Entre Escalas — Território Vertical
Constitui um corpo de trabalho antecedente no meu percurso artístico, onde já se manifesta uma preocupação central com a relação entre território, tempo e escala.
Se em trabalhos mais recentes essa investigação se desloca para o micro, para o invisível e para ritmos materiais reduzidos, nesta série a reflexão opera numa dimensão inversa: a confrontação do território habitado com uma escala temporal e espacial incomensurável.
Este trabalho estabelece, assim, um eixo de continuidade conceptual entre diferentes linguagens e escalas, afirmando a fotografia como dispositivo de atenção e de deslocamento do olhar.
Esta série observa o território habitado num ponto de tensão entre escalas que excedem a medida humana.
Estruturas construídas, ruínas e marcas de ocupação surgem suspensas entre o solo e um campo celeste contínuo, onde o céu deixa de operar como cenário e passa a funcionar como estrutura.
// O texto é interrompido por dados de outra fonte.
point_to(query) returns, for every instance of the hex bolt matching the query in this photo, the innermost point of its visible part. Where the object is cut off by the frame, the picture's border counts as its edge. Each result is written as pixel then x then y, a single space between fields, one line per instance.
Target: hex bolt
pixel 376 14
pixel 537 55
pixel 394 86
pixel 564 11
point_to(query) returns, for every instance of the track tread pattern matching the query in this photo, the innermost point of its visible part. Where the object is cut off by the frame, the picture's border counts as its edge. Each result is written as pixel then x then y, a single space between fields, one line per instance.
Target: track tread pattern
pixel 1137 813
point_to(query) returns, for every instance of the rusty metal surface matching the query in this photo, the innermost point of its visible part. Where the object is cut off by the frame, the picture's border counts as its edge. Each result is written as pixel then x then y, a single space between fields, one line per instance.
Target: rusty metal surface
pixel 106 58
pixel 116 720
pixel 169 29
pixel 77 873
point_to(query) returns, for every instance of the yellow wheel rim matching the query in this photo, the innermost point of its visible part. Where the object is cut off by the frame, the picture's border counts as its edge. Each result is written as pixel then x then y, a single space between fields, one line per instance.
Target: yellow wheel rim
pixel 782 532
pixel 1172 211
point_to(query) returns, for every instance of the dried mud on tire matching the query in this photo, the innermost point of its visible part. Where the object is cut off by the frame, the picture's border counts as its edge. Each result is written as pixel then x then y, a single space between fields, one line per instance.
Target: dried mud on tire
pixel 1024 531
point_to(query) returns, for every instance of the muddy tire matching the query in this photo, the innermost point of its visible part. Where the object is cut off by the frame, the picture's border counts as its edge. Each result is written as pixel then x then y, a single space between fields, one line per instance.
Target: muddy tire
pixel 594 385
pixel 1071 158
A verticalidade não organiza a imagem — desestabiliza-a.
Ao longo da série, o território apresenta-se como algo parcialmente legível: formas que parecem funcionais mas resistem à identificação, vestígios cuja função se perdeu, elementos que escapam a uma leitura unívoca.
A paisagem deixa assim de ser um lugar reconhecível para se tornar um campo de relação entre escalas — de tempo, de dimensão e de permanência — onde a presença humana se revela frágil, provisória e sempre insuficiente face àquilo que a excede.